The road of sand on our way to the ranger station.
It looks like a viper head. I'm not sure. I tend to error on the side of caution and not run up and give it a big hug!
Dunes along the road. The Utah Sahara?
The vast plateau into a drenched landscape where water and vehicle fuel are gold!
Peddle power from Hans Flat ranger station. Time to go use our legs.
The road starts off fairly tame. Loose sand on a plateau.
Non poisonous snakes slither along the red rock.
The overlook and the start of our decent into the Maze.
A maze. A jeep road that is more hospitable to mt. bikes than to jeeps. It winds it's way down into the maze from the top of the plateau and right away gives you a good impression of the safety you are leaving.
I love these types of signs. I have to say there are times when I am so uninspired by adversity. Mostly human adversity. I'm a paramedic for a living and I deal with the human condition everyday that I'm at work. On my days off I want easy people interactions but love the idea of rugged roads, challenging landscapes, and escape from urban living. These signs give me hope that there will continue to be rugged unrefined and tamed landscapes for us to to explore and escapte to!

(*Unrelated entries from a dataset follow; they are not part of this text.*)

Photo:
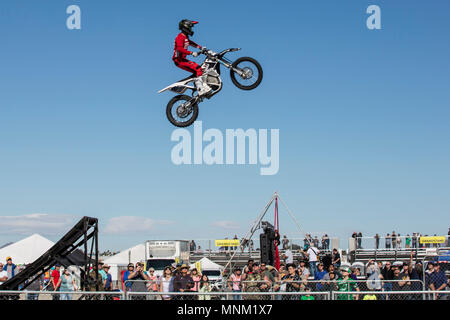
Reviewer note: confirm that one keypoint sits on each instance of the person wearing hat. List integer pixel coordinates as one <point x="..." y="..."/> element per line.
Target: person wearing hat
<point x="10" y="268"/>
<point x="183" y="282"/>
<point x="139" y="280"/>
<point x="347" y="284"/>
<point x="3" y="274"/>
<point x="54" y="281"/>
<point x="108" y="283"/>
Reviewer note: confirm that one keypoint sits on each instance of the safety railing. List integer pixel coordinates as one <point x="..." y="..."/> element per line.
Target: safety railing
<point x="304" y="285"/>
<point x="384" y="243"/>
<point x="62" y="295"/>
<point x="390" y="295"/>
<point x="229" y="295"/>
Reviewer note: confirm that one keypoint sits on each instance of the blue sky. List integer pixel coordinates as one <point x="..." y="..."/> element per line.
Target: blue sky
<point x="363" y="116"/>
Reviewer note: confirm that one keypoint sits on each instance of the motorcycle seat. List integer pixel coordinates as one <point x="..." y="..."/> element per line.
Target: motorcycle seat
<point x="190" y="77"/>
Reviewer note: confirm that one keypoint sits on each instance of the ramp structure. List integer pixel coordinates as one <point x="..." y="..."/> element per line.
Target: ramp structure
<point x="65" y="252"/>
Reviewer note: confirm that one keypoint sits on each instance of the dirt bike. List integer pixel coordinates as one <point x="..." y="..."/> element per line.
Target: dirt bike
<point x="246" y="74"/>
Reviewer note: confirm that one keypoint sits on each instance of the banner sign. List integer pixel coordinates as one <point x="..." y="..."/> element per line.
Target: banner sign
<point x="227" y="243"/>
<point x="432" y="239"/>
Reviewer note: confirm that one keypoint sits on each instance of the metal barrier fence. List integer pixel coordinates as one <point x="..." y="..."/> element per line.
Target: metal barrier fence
<point x="396" y="243"/>
<point x="282" y="289"/>
<point x="254" y="296"/>
<point x="391" y="295"/>
<point x="61" y="295"/>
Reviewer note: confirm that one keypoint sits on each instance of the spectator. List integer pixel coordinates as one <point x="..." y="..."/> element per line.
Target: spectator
<point x="292" y="281"/>
<point x="331" y="270"/>
<point x="249" y="265"/>
<point x="196" y="278"/>
<point x="327" y="242"/>
<point x="387" y="275"/>
<point x="192" y="246"/>
<point x="370" y="297"/>
<point x="307" y="296"/>
<point x="400" y="283"/>
<point x="416" y="276"/>
<point x="102" y="273"/>
<point x="34" y="284"/>
<point x="372" y="268"/>
<point x="204" y="287"/>
<point x="448" y="238"/>
<point x="285" y="243"/>
<point x="268" y="274"/>
<point x="360" y="240"/>
<point x="303" y="271"/>
<point x="374" y="275"/>
<point x="166" y="284"/>
<point x="3" y="274"/>
<point x="138" y="280"/>
<point x="313" y="257"/>
<point x="66" y="283"/>
<point x="288" y="257"/>
<point x="235" y="283"/>
<point x="353" y="274"/>
<point x="153" y="284"/>
<point x="414" y="240"/>
<point x="438" y="281"/>
<point x="10" y="268"/>
<point x="394" y="240"/>
<point x="183" y="282"/>
<point x="96" y="282"/>
<point x="125" y="278"/>
<point x="316" y="242"/>
<point x="399" y="241"/>
<point x="336" y="259"/>
<point x="252" y="281"/>
<point x="235" y="238"/>
<point x="388" y="241"/>
<point x="347" y="284"/>
<point x="330" y="284"/>
<point x="276" y="238"/>
<point x="108" y="283"/>
<point x="321" y="272"/>
<point x="54" y="281"/>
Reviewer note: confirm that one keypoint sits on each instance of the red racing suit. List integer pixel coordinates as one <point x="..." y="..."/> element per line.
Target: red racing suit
<point x="182" y="42"/>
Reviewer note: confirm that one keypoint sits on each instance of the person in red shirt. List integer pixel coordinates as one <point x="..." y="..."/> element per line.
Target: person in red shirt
<point x="180" y="52"/>
<point x="54" y="280"/>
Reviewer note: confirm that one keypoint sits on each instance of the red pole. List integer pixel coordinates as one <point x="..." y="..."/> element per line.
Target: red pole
<point x="277" y="228"/>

Now the descent with our rented jeep.
From the windshield of our jeep is the coming landscape and it is awe inspiring. Our curiousity is peaked. We are on our way
Narrow untamed road!
Some rocks and roughness.
A little more rugged.
Narrow rock lined roadway.
A gentler, but hardy, aspect of the landscape. Wild desert flowers.

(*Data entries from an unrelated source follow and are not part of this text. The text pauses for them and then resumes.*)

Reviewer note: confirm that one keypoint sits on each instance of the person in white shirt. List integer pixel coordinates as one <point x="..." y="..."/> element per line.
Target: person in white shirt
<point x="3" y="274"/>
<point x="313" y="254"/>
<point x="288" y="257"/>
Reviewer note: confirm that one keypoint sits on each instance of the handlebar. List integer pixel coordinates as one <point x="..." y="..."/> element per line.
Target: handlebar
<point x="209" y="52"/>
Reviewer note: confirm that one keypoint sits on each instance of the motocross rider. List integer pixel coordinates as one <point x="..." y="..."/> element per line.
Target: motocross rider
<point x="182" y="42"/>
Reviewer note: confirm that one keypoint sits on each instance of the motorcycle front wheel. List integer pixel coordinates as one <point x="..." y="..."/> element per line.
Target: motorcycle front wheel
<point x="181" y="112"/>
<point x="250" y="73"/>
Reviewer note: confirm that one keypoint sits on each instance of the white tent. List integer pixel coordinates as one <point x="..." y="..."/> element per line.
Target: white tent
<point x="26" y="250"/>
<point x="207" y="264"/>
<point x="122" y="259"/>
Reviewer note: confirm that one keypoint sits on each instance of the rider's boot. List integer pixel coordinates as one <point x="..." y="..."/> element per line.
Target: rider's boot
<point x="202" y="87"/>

Now the sandstone...how will our jeep do on this changing terrain?
David is driving the first hard section.
Color. I love desert color. It feeds my soul. It feels like home to me. From the first time I came to Utah I knew that I would return. As an artist the color, shapes, landscapes are intoxicating!
Cavern at the Maze Overlook. We went here on our first day to get an idea of where were headed for the next 4 days.
Evening light brought this lizard out on to a hot sandstone rock.
Evening view from our camp on the first night. Tranquil.